Enfant Prodigue

Les croyances des Mormons 

      Les mormons sont-ils protestants ? Non, mais leur fondateur, Joseph Smith, était de culture protestante, et c’est elle qui a façonné la base du culte mormon. Cela dit, il est impropre d’appeler les mormons protestants parce que cela supposerait qu’ils sont en conformité avec les éléments essentiels du christianisme, que C.S. Lewis appelle le « christianisme de base », et ce n’est pas le cas. Gordon B. Hinckley (1910 - 2008), un président et prophète de l’église des mormons, dit (dans un livret appelé: Qui sont les mormons ? ) que lui-même et ses co-religionnaires «ne sont pas plus proches du protestantisme qu’ils ne le sont du catholicisme.»

Ce n’est pas tout à fait juste. Il vaudrait mieux dire que les mormons sont encore plus éloignés du catholicisme qu’ils ne le sont du protestantisme. Mais Hinckley a raison de dire que les mormons sont très différents à la fois des catholiques et des protestants. Examinons ces différences.

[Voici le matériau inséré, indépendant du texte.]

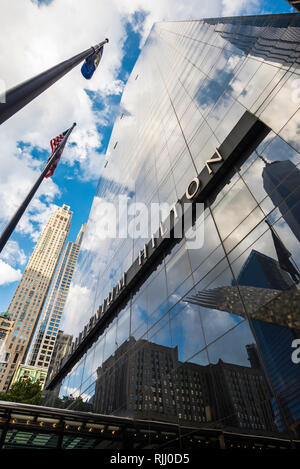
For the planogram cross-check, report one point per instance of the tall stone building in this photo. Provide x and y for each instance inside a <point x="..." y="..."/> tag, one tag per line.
<point x="28" y="300"/>
<point x="61" y="347"/>
<point x="43" y="346"/>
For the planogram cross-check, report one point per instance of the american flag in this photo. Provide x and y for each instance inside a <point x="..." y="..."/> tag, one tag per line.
<point x="54" y="144"/>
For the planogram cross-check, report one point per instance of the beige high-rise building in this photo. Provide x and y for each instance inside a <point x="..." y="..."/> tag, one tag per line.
<point x="27" y="303"/>
<point x="43" y="346"/>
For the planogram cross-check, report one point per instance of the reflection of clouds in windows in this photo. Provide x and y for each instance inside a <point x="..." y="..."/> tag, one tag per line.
<point x="231" y="348"/>
<point x="187" y="332"/>
<point x="211" y="91"/>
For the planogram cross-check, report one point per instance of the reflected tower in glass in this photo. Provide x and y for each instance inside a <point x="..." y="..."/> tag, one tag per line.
<point x="197" y="334"/>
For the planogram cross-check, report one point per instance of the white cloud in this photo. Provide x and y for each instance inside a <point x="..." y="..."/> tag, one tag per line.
<point x="78" y="301"/>
<point x="8" y="274"/>
<point x="234" y="7"/>
<point x="13" y="254"/>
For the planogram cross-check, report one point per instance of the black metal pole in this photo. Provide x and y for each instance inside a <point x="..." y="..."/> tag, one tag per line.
<point x="5" y="235"/>
<point x="20" y="95"/>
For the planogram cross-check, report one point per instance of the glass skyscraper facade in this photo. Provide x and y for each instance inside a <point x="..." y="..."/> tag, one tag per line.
<point x="198" y="335"/>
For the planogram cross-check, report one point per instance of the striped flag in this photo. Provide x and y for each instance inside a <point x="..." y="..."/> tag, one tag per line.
<point x="54" y="144"/>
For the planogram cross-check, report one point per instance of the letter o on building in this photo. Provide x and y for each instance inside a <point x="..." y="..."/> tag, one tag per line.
<point x="194" y="182"/>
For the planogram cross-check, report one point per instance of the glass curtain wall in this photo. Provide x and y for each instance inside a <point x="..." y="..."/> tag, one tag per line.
<point x="208" y="338"/>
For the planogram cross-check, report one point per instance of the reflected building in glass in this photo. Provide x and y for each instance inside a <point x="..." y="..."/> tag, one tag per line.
<point x="174" y="329"/>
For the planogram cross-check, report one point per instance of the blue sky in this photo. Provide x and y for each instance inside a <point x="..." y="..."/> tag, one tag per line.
<point x="27" y="135"/>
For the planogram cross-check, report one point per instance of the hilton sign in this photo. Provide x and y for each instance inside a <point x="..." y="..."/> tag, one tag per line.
<point x="238" y="145"/>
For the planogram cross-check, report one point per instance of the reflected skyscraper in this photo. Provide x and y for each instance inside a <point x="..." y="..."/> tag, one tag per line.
<point x="281" y="181"/>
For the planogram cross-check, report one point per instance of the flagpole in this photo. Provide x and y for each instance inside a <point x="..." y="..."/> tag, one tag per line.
<point x="8" y="230"/>
<point x="18" y="96"/>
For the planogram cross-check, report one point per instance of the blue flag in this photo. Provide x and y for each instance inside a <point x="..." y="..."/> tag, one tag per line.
<point x="91" y="63"/>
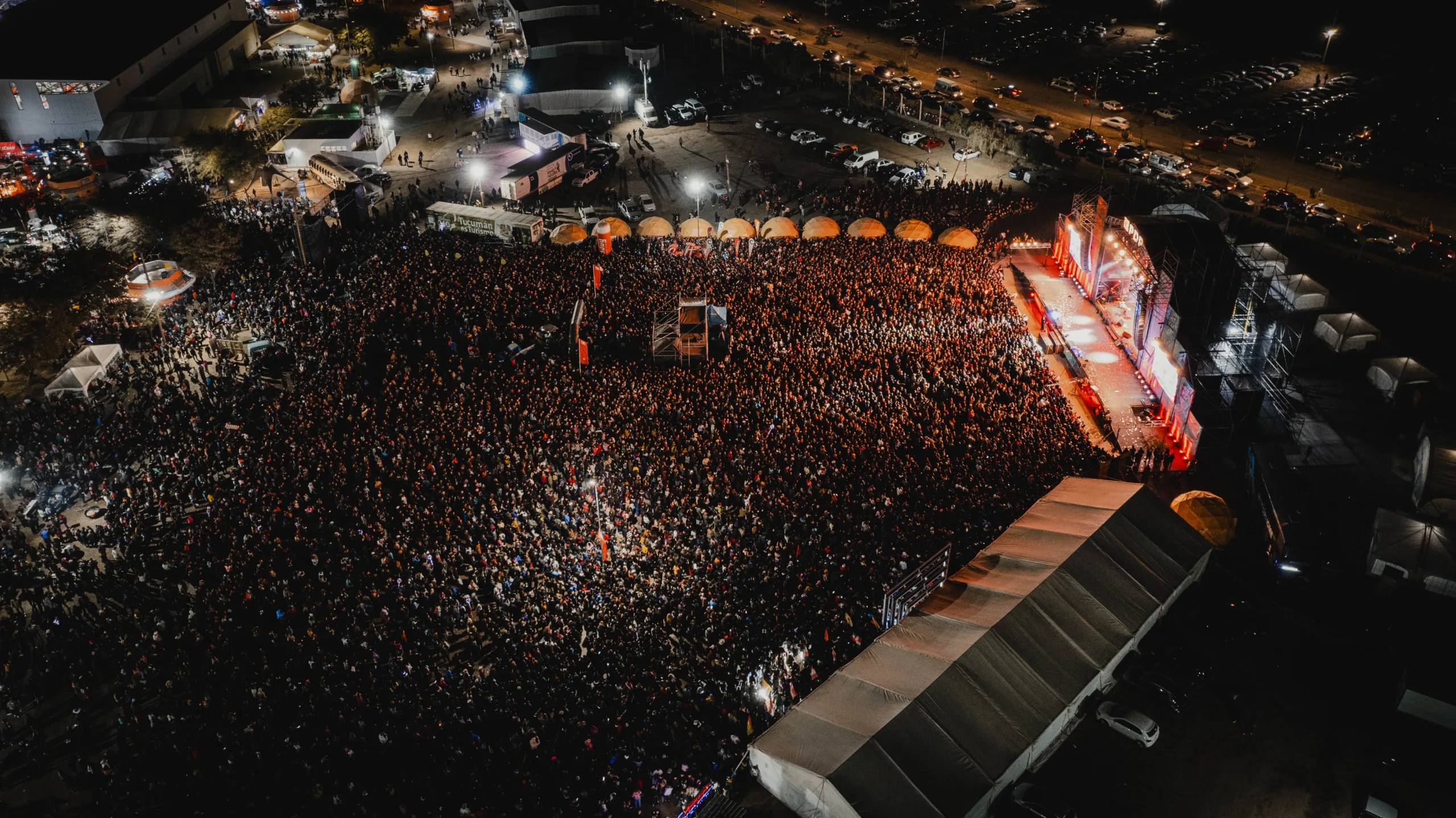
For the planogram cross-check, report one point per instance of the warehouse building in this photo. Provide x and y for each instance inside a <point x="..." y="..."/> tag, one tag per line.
<point x="160" y="60"/>
<point x="985" y="679"/>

Commençons par considérer ces jeunes hommes qui viennent frapper à nos portes. Ils viennent toujours deux par deux et sont habillés de façon conventionnelle, souvent en chemise blanche et cravate. Ils se déplacent souvent à bicyclette. Ils se présentent comme Anciens ceci et Anciens cela. Ce titre ne se réfère pas à leur âge (nombre d’entre eux ne font pas encore usage d’un rasoir !) mais ce titre signifie qu’ils appartiennent à l’une des deux plus hautes prêtrises chez les mormons, l’ordre de «Melchisédech». Chaque mormon mâle pratiquant reçoit cette prêtrise à l’âge de 18 ans, pourvu qu’il réponde aux critères de l’église.  

L’autre prêtrise, la prêtrise aaronique, est la moindre des deux et concerne les affaires spirituelles de l’église. La hiérarchie est la suivante : diacre, instructeur, prêtre d'Aaron. La prêtrise de Melchisédech quant à elle concerne principalement les affaires spirituelles et « englobe l’autorité de la prêtrise aaronique », explique Hinckley. La hiérarchie Melchisédech est la suivante : le président, prophète, voyant et révélateur, qui occupe son poste à vie, ses deux conseillers, grands-prêtres de Melchisédech, le conseil des douze apôtres, responsable des ordinations et de l'activité missionnaire. Chaque apôtre a deux conseillers, le conseil des soixante-dix, la présidence de l'épiscopat et les anciens. A douze ans, les garçons deviennent diacres et entrent dans la prêtrise « aaronique ».   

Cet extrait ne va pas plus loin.